Révolution irlandaise (1916-1919) et guerre d'indépendance (1919-1921)
Au début du XXème siècle, aux quatre coins du globe, des peuples colonisés se révoltent. Ils exigent leur liberté, le droit à disposer d'eux mêmes, leur détermination est salvatrice. Le nationalisme monte dans tous ces territoires. Les empires coloniaux commencent à s'ébranler. L'information circule dans le monde plus aisément depuis l'émergence de la révolution industrielle, les irlandais sont informés des révoltes anti coloniales. Un révolutionnaire irlandais crée le syndicat des travailleurs et un marxiste, James Connolly, proche déclare que la cause des travailleurs est la cause de l'Irlande.
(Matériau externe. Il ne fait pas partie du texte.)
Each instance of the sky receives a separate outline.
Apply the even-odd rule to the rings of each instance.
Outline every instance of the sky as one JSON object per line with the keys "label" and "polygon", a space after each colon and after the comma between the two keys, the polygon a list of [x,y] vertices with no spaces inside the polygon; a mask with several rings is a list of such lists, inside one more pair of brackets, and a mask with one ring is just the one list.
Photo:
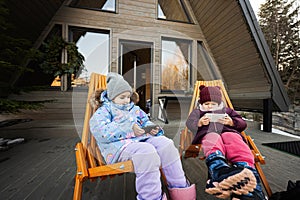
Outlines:
{"label": "sky", "polygon": [[250,4],[251,4],[256,16],[259,11],[260,4],[263,4],[266,2],[266,0],[249,0],[249,1],[250,1]]}

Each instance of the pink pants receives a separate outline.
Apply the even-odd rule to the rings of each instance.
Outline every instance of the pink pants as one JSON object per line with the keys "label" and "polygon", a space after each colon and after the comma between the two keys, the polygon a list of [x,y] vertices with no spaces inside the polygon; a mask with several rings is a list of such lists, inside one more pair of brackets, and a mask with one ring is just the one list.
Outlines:
{"label": "pink pants", "polygon": [[241,135],[233,132],[208,133],[202,139],[205,156],[219,150],[231,162],[246,162],[254,168],[254,157]]}

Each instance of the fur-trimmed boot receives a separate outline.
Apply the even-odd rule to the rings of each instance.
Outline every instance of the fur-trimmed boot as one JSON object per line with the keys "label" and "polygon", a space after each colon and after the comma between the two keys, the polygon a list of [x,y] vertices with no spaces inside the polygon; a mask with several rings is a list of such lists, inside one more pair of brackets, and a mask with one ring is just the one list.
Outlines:
{"label": "fur-trimmed boot", "polygon": [[196,200],[195,184],[186,188],[169,188],[171,200]]}
{"label": "fur-trimmed boot", "polygon": [[251,170],[243,166],[229,166],[221,151],[211,153],[206,158],[210,180],[205,192],[217,198],[226,199],[232,193],[242,195],[252,192],[256,178]]}
{"label": "fur-trimmed boot", "polygon": [[236,162],[234,165],[239,166],[239,167],[244,167],[252,171],[256,178],[256,187],[252,192],[249,192],[248,194],[243,194],[243,195],[237,195],[233,194],[232,199],[240,199],[240,200],[266,200],[265,194],[262,191],[262,187],[260,184],[260,179],[259,175],[256,171],[256,169],[250,167],[246,162]]}

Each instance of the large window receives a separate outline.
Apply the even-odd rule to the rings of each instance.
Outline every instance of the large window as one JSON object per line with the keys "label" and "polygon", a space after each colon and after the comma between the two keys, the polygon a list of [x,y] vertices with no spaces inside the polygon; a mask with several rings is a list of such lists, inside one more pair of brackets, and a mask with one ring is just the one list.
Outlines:
{"label": "large window", "polygon": [[107,74],[109,71],[109,32],[70,27],[70,40],[76,43],[84,56],[85,70],[80,78],[89,80],[92,72]]}
{"label": "large window", "polygon": [[182,0],[158,0],[157,18],[190,23],[191,19]]}
{"label": "large window", "polygon": [[116,12],[116,0],[72,0],[70,6]]}
{"label": "large window", "polygon": [[198,42],[197,45],[197,79],[213,80],[220,79],[220,72],[214,64],[209,52],[205,48],[203,42]]}
{"label": "large window", "polygon": [[189,90],[191,83],[192,41],[162,38],[161,90]]}

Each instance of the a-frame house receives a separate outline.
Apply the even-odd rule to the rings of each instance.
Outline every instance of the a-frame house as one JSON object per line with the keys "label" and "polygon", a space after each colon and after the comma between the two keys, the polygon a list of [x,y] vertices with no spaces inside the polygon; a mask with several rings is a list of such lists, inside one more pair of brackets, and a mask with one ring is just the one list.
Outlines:
{"label": "a-frame house", "polygon": [[[288,110],[289,99],[248,0],[7,4],[16,37],[31,40],[36,48],[50,34],[84,43],[90,47],[86,62],[96,62],[90,70],[124,74],[143,104],[147,99],[157,103],[164,94],[184,94],[196,80],[222,79],[236,109],[264,113],[266,131],[272,111]],[[85,40],[93,36],[92,42]],[[14,79],[38,84],[45,81],[40,77],[36,70]]]}

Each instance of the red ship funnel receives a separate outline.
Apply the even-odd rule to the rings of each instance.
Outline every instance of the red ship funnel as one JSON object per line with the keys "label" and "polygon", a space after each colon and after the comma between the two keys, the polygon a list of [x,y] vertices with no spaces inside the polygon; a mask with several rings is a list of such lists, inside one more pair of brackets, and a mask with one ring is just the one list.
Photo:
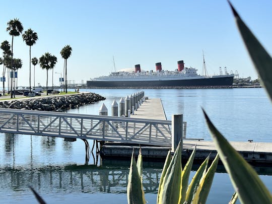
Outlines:
{"label": "red ship funnel", "polygon": [[184,69],[184,63],[183,60],[178,61],[178,71],[181,72]]}
{"label": "red ship funnel", "polygon": [[135,72],[137,73],[138,71],[139,71],[139,72],[141,72],[141,66],[140,64],[136,64],[135,65]]}
{"label": "red ship funnel", "polygon": [[156,64],[156,71],[159,70],[159,72],[161,72],[162,71],[162,63],[161,62],[158,62]]}

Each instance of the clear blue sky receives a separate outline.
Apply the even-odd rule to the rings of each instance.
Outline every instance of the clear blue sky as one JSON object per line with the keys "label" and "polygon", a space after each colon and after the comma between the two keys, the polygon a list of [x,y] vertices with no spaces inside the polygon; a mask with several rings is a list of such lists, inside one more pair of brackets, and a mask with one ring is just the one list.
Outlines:
{"label": "clear blue sky", "polygon": [[[272,1],[232,1],[242,18],[269,53],[272,50]],[[209,74],[219,66],[237,70],[243,77],[257,74],[237,30],[226,1],[6,1],[1,2],[0,42],[11,42],[7,23],[18,18],[25,30],[31,28],[39,40],[32,57],[55,55],[55,72],[63,71],[59,52],[73,48],[67,60],[68,80],[79,83],[140,64],[145,70],[177,69],[177,61],[201,74],[202,50]],[[21,58],[18,83],[28,85],[29,47],[15,38],[14,57]],[[2,70],[2,68],[0,68]],[[32,70],[33,73],[33,70]],[[46,84],[46,72],[36,66],[36,83]],[[54,74],[59,84],[60,75]],[[51,84],[51,73],[49,78]],[[33,83],[33,82],[32,82]]]}

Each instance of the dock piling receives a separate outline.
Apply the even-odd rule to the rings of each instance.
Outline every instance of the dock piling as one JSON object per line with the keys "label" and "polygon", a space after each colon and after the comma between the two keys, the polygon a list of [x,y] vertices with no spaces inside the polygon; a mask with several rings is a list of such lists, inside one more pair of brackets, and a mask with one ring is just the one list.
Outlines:
{"label": "dock piling", "polygon": [[121,98],[119,103],[119,114],[120,114],[120,117],[121,117],[122,115],[125,115],[125,112],[124,112],[125,102],[124,102],[124,99],[123,99],[123,97]]}
{"label": "dock piling", "polygon": [[118,116],[118,103],[115,100],[113,100],[111,104],[111,116]]}
{"label": "dock piling", "polygon": [[99,115],[108,115],[108,109],[104,103],[99,109]]}
{"label": "dock piling", "polygon": [[179,142],[183,145],[182,125],[183,115],[174,114],[172,115],[172,151],[174,152]]}
{"label": "dock piling", "polygon": [[129,96],[129,99],[130,100],[130,108],[129,108],[130,109],[130,113],[132,113],[132,107],[133,106],[133,96],[132,94],[130,94],[130,96]]}
{"label": "dock piling", "polygon": [[125,116],[128,117],[127,111],[130,109],[130,99],[128,96],[125,98]]}

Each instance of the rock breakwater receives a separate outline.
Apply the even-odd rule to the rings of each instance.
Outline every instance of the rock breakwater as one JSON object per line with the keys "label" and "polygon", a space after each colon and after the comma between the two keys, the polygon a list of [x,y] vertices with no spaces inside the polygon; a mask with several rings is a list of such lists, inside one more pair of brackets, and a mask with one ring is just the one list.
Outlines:
{"label": "rock breakwater", "polygon": [[62,111],[106,99],[94,93],[0,102],[0,108]]}

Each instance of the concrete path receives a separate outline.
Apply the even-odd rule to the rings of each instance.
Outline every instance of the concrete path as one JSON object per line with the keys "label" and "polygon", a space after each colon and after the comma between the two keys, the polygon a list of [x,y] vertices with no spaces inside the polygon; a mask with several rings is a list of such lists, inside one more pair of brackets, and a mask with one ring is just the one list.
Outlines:
{"label": "concrete path", "polygon": [[[251,152],[270,153],[272,143],[249,142],[230,142],[230,144],[238,152]],[[214,143],[212,141],[183,141],[183,148],[194,148],[196,145],[197,149],[216,150]]]}
{"label": "concrete path", "polygon": [[131,115],[132,118],[166,120],[166,116],[161,99],[153,98],[146,100],[138,109],[134,111],[134,115]]}

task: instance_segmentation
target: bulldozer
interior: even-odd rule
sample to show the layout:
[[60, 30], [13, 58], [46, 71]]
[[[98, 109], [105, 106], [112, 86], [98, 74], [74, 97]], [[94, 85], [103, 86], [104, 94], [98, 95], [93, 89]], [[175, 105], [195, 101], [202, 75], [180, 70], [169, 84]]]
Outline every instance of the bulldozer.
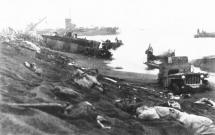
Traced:
[[158, 82], [164, 88], [172, 90], [175, 94], [209, 89], [208, 73], [191, 71], [187, 56], [175, 56], [175, 51], [155, 56], [151, 45], [145, 53], [147, 55], [145, 64], [149, 69], [159, 69]]

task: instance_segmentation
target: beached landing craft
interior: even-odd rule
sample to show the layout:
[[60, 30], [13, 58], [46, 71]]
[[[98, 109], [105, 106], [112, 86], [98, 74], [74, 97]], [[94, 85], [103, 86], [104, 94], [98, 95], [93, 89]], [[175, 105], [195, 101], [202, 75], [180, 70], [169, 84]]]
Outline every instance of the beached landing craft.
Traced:
[[[146, 50], [147, 62], [150, 68], [159, 69], [158, 81], [164, 88], [173, 90], [174, 93], [196, 92], [209, 88], [208, 74], [194, 73], [186, 56], [176, 57], [175, 52], [165, 55], [153, 55], [151, 46]], [[154, 61], [159, 60], [159, 64]]]
[[78, 38], [77, 34], [72, 36], [67, 33], [66, 36], [50, 36], [42, 35], [44, 42], [48, 48], [64, 52], [81, 53], [87, 56], [96, 56], [98, 58], [110, 59], [112, 53], [111, 48], [100, 48], [100, 42]]

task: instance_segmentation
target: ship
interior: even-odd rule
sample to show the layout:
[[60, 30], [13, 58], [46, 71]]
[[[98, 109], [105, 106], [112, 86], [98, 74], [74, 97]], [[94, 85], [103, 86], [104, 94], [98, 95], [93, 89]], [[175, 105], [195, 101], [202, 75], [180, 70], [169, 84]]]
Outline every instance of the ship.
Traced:
[[195, 38], [215, 38], [215, 33], [209, 33], [205, 31], [201, 31], [198, 29], [197, 34], [194, 35]]

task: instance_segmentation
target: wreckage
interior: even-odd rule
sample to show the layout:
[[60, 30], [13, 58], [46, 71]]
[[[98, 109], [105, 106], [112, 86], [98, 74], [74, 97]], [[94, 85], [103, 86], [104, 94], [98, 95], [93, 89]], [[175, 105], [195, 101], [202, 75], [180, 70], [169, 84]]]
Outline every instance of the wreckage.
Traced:
[[104, 49], [116, 50], [121, 45], [123, 45], [122, 40], [118, 40], [118, 38], [115, 39], [115, 42], [111, 42], [110, 40], [106, 40], [106, 41], [102, 42], [102, 47]]
[[[175, 52], [165, 55], [153, 55], [153, 48], [145, 52], [149, 69], [159, 69], [158, 81], [164, 88], [173, 90], [174, 93], [205, 90], [209, 88], [207, 73], [194, 73], [186, 56], [175, 56]], [[195, 89], [195, 90], [194, 90]]]
[[78, 38], [77, 34], [73, 36], [72, 33], [67, 33], [66, 36], [42, 35], [42, 37], [45, 45], [53, 50], [81, 53], [87, 56], [96, 56], [97, 58], [104, 59], [110, 59], [112, 57], [110, 49], [116, 49], [122, 44], [121, 41], [115, 44], [112, 42], [105, 42], [102, 43], [102, 47], [100, 47], [100, 42]]

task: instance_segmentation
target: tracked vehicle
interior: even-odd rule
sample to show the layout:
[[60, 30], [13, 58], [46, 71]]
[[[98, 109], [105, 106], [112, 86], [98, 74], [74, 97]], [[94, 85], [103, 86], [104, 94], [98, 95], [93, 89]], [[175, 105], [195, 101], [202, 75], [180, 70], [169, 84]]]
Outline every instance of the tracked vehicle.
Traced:
[[[197, 92], [209, 88], [207, 73], [194, 73], [191, 71], [191, 64], [186, 56], [175, 56], [175, 52], [168, 52], [165, 55], [153, 55], [151, 46], [146, 50], [148, 67], [159, 69], [158, 82], [176, 94], [186, 92]], [[160, 64], [154, 61], [159, 60]]]

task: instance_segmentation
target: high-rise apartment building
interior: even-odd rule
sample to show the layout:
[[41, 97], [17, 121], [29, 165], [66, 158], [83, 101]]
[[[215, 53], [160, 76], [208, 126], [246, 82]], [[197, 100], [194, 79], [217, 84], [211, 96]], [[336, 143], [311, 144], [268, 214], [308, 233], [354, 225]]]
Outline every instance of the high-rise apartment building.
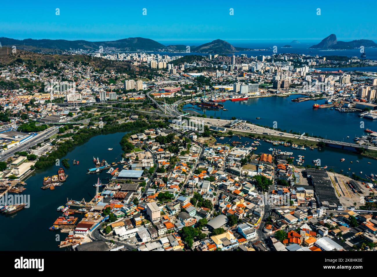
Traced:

Des associations féministes se mêlent également à la lutte, elles exigent le droit de vote. Les nationalistes et indépendantistes irlandais les plus radicaux veulent revitaliser la culture irlandaise affaiblit par la domination britannique. En 1909, la ligue gaélique voit le jour pour prôner cette culture irlandaise, parmi les membres, il y a des leaders de la future révolution et de prochains présidents irlandais.
À partir des années 1870, des députés irlandais siégeant au parlement britannique soutiennent le Home Rule. Le but est la création d'un parlement irlandais à Dublin pour gérer les affaires internes, néanmoins l'Irlande resterait sous tutelle britanniques. Les nationalistes radicaux ne se satisfassent pas de cette option. En 1910, les élus irlandais obtiennent la majorité au parlement de Londres. Le gouvernement britannique n'a pas le choix et consent au Home Rule. Au nord de l'Irlande, des contestataires font connaître leur mécontentement et opposition au Home Rule, ils réclament de rester sous tutelle britannique. En 1913, dans la région d'Ulster, une milice politique armée voit le jour pour contrer le projet du Home Rule. Face à l'inertie de Londres, les nationalistes irlandais crée un groupe paramilitaire pour se défendre contre la milice du Nord. L'irlande est au bord d'une guerre civile.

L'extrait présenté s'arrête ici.